As with everyone else this week, my anticipation to see the Legendary Pictures reboot of Godzilla couldn’t be any bigger than the beast himself (or herself, I’m confused where we are with that).

I have a lot of confidence the film will be a throwback to the original, as evidenced by Warner Bros’ increasingly revealing marketing and publicity campaign.  But part of its more-serious tone has me worried.

For 60 fire-breathing years, ゴジラ has mutated and evolved through over 25 feature films, not to mention comics, animated series, toy-lines, and video games.  Yet, America has always been accustomed to the softer, campier side of the creature from the get-go, with the 1956 Godzilla, King of the Monsters! 

There exists a big difference between the Raymond Burr-enhanced version and the Japanese original, most noticeably in the film’s context (released a mere 9 years after the bombing of Hiroshima).

Even the “G Fan” in me, though, must put it out there.  The films got dumb and dumber with the years.  They became more sophomoric, aimed at the matinee crowd in both native Japanese and [poorly] dubbed American editions.

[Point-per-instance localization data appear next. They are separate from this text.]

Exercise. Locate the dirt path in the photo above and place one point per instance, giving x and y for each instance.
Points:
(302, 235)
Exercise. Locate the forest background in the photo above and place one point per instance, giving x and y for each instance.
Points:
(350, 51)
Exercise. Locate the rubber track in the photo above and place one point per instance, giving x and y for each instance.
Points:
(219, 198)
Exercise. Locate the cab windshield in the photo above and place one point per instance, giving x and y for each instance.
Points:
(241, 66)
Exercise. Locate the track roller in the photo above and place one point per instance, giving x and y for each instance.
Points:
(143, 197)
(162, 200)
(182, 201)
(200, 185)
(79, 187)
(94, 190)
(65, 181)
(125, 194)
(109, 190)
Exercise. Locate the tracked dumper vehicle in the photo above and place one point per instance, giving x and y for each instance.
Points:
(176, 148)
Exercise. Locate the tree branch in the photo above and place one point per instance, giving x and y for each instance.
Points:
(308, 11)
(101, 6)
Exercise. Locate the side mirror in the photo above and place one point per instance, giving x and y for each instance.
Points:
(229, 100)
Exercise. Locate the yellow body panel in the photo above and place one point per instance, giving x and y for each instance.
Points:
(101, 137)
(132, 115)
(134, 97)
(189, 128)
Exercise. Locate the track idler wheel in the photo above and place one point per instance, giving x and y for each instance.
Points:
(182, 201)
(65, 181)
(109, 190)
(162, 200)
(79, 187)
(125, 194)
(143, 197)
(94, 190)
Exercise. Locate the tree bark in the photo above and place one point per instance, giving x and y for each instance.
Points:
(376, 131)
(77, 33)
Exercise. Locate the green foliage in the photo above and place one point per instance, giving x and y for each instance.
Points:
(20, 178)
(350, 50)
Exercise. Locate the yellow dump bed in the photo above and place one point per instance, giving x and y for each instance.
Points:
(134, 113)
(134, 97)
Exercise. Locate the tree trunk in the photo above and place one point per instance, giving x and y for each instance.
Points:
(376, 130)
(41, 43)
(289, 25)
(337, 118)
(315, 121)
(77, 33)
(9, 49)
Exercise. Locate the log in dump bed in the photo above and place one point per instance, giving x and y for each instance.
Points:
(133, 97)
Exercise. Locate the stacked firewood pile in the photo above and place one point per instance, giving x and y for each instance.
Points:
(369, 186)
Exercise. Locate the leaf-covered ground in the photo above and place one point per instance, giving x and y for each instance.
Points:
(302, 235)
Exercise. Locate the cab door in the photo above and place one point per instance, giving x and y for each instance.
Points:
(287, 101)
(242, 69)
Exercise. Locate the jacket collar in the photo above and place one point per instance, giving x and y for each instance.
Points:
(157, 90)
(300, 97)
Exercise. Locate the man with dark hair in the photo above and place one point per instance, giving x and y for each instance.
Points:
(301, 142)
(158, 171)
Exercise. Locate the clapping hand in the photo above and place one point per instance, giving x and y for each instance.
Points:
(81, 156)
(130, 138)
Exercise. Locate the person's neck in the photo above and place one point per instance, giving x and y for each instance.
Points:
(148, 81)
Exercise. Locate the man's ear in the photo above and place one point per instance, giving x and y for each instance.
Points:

Sure, there were attempts to inflict a little more serious terror and social commentary into “reboots” through the years, but ultimately they follow the all-monsters-attack formula.

I’ve defended it before on this very website, but 1998’s American Godzilla can hardly be blamed for being less-like the 1954 original.  It followed years of various dilutions of the franchise, not to mention the films it birthed (Jurassic Park most egregiously).

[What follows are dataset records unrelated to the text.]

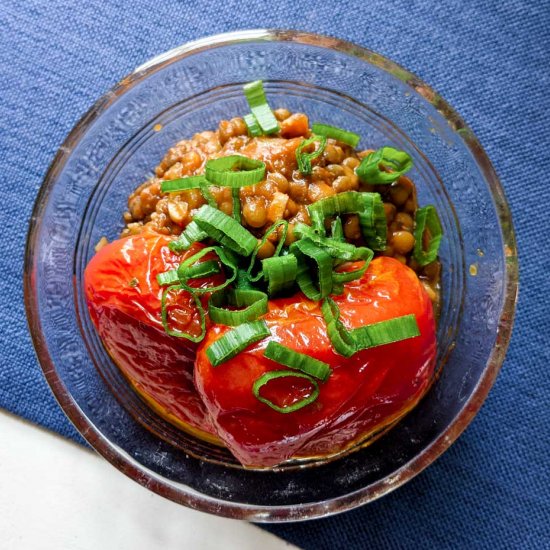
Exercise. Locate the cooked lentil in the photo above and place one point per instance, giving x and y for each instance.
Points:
(284, 194)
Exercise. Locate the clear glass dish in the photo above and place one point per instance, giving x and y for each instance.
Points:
(115, 147)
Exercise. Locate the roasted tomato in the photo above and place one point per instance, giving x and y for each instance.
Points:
(124, 300)
(365, 393)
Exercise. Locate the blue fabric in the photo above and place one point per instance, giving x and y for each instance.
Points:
(489, 59)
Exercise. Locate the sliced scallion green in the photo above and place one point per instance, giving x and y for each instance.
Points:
(337, 230)
(234, 171)
(191, 234)
(182, 184)
(166, 323)
(385, 332)
(252, 124)
(272, 375)
(427, 226)
(304, 159)
(280, 244)
(314, 281)
(279, 272)
(235, 341)
(370, 170)
(225, 230)
(333, 132)
(337, 332)
(196, 271)
(186, 268)
(255, 95)
(368, 206)
(296, 360)
(236, 198)
(253, 302)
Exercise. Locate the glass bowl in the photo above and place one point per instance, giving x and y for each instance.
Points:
(116, 146)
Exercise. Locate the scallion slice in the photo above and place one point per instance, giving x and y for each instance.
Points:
(333, 132)
(426, 218)
(370, 171)
(272, 375)
(280, 244)
(336, 249)
(185, 269)
(196, 271)
(337, 332)
(337, 230)
(182, 184)
(385, 332)
(304, 159)
(225, 230)
(347, 342)
(191, 234)
(236, 198)
(279, 272)
(165, 321)
(234, 171)
(368, 206)
(252, 124)
(296, 360)
(316, 285)
(254, 303)
(235, 341)
(255, 95)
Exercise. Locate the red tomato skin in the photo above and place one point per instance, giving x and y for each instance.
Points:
(123, 299)
(364, 392)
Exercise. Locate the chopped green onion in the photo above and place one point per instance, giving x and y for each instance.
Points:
(349, 138)
(182, 184)
(205, 190)
(373, 222)
(347, 342)
(317, 289)
(296, 360)
(234, 171)
(271, 375)
(190, 235)
(252, 124)
(191, 182)
(255, 95)
(279, 272)
(426, 218)
(235, 341)
(369, 171)
(242, 281)
(254, 303)
(196, 271)
(368, 206)
(304, 159)
(177, 333)
(185, 271)
(236, 197)
(280, 244)
(337, 230)
(168, 277)
(225, 230)
(337, 332)
(385, 332)
(339, 250)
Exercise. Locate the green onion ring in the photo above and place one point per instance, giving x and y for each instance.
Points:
(271, 375)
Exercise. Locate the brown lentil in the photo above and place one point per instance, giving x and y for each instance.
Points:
(284, 194)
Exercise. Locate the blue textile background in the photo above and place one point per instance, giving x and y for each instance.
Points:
(490, 59)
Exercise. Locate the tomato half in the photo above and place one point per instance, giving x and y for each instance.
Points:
(363, 394)
(124, 300)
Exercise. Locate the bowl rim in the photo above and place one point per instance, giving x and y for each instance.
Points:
(184, 494)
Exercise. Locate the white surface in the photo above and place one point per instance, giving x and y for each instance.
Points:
(55, 495)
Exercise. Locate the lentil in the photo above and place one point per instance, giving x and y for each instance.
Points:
(284, 194)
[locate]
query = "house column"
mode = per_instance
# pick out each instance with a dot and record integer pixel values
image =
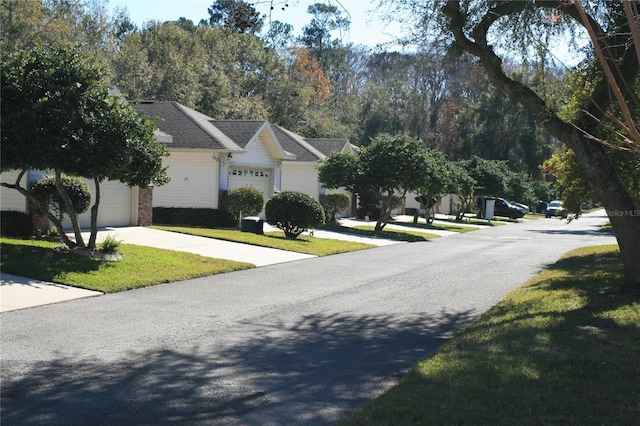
(145, 206)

So here we are in 2014, and destroying major cities and landmarks isn’t something you can easily joke about  anymore on-screen.  Director of this week’s release Gareth Edwards knows this all too well.  His brilliantly creepy 2010 film Monsters got Edwards the rebooted Godzilla gig probably because it’s as far as you can get from getting the director of Independence Day and repeating the past.

Seriousness is what has me worried about the new Godzilla film.  It has it in spades in the trailer, poster, advance clips and early buzz.  While I don’t necessarily need Jet Jaguar to fly across screen to the rescue or, god help us, those tiny Mothra twins singing their little four-note earworm, it would be great to see a little bad-ass fun.

Was the 1998 film was all-joke, all-camp?  Sure.  Too much so.  But, admit it, there were some fun moments.  Helicopters being eaten in one gulp, a surprisingly different take on the creature itself, and best of all,  the badly-in-need-of-a-renovation Madison Square Garden blown to smithereens to save the city.

Ultimately this week though, I’m expecting to be scared again by the monster.  The original Japanese film still has its moments of freakiness.  I want to believe this new Godzilla will restore the monster’s relevance and terror.

I just don’t want to be completely bummed out emotionally by an overly heavy-handed approach.